Isaac dug again the wells of water that were dug in the days of Abraham his father, for the Philistines had stopped them up after Abraham’s death. He called them after the names his father had called them….the herdsmen of Gerar fought with Isaac’s herdsmen, saying “the water is ours.” He called that well Esek (“contention”)….they dug another well, and they fought for that too, and he called it Sitnah (hatred). He left there and dug another well, and no one fought over it. He called it Rehovot (“wide open spaces”). (Gen.26.18-22).
This is one of the few stories the Torah preserves of Isaac as an adult. In a well, he is establishing his own relationship to the Land of Israel. There is a hint in this story of the perennial Jewish experience in the land of Israel: esek, sitnah, and finally, we hope, rehovot (which is the name of an early modern Zionist Israeli town).
It is striking that Isaac tries to re-establish his father’s wells, and has to be pushed into digging his own. In Torah study, “digging down” is a common metaphor for seeking insight. Here, Isaac tries to understand his life by following his father’s footsteps, and repeating his acts (he too will journey to escape famine, he too will call his wife his sister, he too will have children who need to be separated).
But re-digging his father’s wells does not work. In order to understand his own life and live it, he has to find water, and wisdom, on his own.
What is the way to establish oneself, on one’s own, having moved past the shadow of one’s parents? What is the way to dig which leads to blessing? How do overcome all that we inherit, and find it for ourselves? Where is that living water of wisdom?

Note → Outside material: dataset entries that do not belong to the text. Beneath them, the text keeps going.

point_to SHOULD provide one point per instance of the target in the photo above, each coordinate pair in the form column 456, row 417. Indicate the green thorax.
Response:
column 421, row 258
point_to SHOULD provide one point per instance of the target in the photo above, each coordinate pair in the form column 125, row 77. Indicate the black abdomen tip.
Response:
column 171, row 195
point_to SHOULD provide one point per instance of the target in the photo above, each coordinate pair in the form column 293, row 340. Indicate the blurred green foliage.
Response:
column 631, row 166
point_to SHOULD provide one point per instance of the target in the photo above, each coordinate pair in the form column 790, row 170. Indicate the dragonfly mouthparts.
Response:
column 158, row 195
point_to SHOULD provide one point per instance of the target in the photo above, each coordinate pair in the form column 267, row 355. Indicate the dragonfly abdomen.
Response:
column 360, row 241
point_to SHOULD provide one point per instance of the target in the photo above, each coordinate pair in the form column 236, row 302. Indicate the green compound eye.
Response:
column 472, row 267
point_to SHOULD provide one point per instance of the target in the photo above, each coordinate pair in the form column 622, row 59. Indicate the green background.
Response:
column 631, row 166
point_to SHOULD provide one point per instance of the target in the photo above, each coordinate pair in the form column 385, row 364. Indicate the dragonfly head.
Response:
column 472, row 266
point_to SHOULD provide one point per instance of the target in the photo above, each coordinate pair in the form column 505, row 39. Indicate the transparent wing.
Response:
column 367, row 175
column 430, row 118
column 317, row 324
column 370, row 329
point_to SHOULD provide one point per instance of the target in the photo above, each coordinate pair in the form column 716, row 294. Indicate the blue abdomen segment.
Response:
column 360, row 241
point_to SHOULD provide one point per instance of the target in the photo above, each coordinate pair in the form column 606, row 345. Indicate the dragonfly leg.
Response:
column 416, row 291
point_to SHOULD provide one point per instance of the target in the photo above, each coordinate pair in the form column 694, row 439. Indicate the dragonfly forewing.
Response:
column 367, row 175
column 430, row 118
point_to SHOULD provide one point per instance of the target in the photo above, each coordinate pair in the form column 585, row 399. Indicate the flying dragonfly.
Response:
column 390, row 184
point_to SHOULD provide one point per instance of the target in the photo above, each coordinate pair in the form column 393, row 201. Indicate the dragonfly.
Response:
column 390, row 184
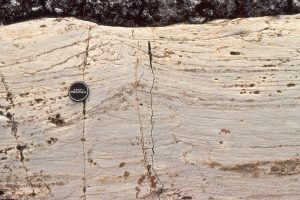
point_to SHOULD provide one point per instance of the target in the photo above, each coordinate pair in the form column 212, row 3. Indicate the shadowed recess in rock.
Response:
column 143, row 12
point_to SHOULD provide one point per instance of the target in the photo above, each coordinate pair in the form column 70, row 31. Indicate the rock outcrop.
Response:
column 205, row 111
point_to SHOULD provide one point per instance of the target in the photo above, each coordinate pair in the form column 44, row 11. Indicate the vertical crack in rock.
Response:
column 83, row 138
column 142, row 138
column 13, row 124
column 152, row 122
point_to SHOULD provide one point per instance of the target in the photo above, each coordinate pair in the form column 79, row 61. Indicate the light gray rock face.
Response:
column 215, row 116
column 143, row 12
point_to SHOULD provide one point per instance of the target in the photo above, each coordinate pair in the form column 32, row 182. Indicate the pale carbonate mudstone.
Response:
column 180, row 112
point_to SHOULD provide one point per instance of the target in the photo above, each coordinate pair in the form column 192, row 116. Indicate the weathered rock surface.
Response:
column 144, row 12
column 216, row 117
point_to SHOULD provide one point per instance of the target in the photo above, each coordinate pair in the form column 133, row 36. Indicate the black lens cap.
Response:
column 78, row 91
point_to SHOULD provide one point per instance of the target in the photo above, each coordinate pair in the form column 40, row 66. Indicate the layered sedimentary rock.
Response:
column 144, row 12
column 210, row 113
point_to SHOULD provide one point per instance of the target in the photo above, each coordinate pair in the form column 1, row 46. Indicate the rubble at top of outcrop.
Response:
column 143, row 12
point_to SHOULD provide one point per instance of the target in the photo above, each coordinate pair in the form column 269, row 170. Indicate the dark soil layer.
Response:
column 143, row 12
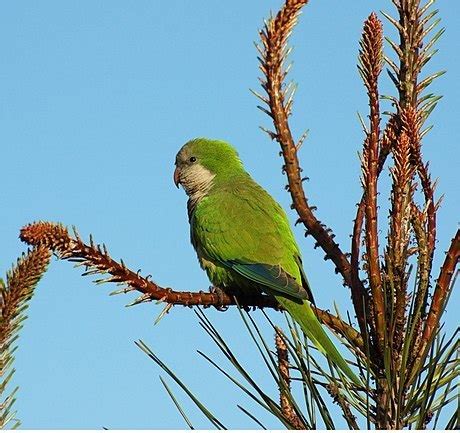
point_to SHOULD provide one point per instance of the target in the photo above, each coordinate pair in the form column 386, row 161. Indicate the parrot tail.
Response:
column 303, row 314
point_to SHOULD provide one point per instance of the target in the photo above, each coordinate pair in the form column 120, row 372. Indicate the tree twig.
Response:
column 97, row 260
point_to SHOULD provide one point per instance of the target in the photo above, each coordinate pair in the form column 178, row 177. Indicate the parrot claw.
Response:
column 220, row 294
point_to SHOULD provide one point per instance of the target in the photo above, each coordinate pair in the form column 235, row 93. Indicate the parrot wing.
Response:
column 242, row 227
column 271, row 276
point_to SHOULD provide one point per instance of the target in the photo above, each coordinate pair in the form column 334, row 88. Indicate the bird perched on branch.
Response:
column 242, row 236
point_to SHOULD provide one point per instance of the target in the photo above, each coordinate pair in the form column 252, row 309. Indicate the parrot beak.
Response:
column 177, row 177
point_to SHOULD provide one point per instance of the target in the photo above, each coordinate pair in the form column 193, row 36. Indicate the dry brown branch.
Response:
column 14, row 297
column 97, row 260
column 273, row 54
column 283, row 368
column 440, row 297
column 399, row 237
column 370, row 67
column 21, row 281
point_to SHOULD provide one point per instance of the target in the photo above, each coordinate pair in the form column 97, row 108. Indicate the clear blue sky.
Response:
column 96, row 98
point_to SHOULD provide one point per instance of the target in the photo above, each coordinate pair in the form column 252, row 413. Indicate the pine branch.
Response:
column 273, row 55
column 440, row 297
column 21, row 281
column 96, row 259
column 370, row 67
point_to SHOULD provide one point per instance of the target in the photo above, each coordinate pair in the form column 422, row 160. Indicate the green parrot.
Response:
column 242, row 236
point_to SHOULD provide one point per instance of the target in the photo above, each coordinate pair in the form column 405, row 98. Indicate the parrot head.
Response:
column 202, row 161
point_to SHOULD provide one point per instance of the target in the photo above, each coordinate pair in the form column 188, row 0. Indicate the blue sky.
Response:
column 96, row 99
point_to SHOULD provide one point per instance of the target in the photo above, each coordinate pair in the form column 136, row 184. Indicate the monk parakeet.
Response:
column 242, row 235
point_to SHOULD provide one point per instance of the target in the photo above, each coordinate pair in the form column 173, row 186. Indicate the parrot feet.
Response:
column 220, row 295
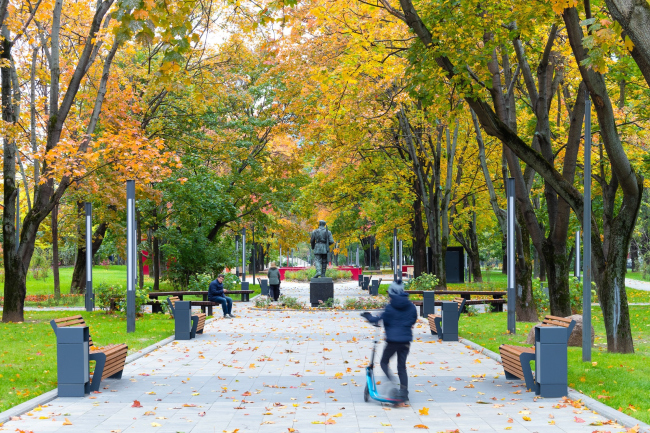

Sometimes, perhaps, instead of a great sea
It is a narrow stream running urgently
far below ground, held down by rocky layers
the deeds of mother and father, helpless sooth-sayers
of how our life is to be, weighted by clay,
the dense pressure of thwarted needs, the replay
of old misreadings, by hundreds of feet of soil,
the gifts and wounds of the genes, the short or tall
shape of our possibilities, seeking
and seeking a way to the top, while above, running
and stumbling this way and that on the clueless ground
another seeker clutches a dowsing-wand
which bends, then lifts, then straightens, everywhere,
saying to the dowser, it is there, it is not there,
and the untaught dowser believes, does not believe,
and finally simply stands on the ground above.
Till a sliver of stream finds a crack and makes its way
slowly, too slowly, through rock and earth and clay.
(excerpted from “The Stream”, Mona Van Duyn, Letters from a Father; NY: Athenaum, 1982)
Shabbat is for memory and for musing. On this Shabbat, let memory come to you as water, bringing you closer to the wisdom of our parents that is not inherited until we dig down for ourselves.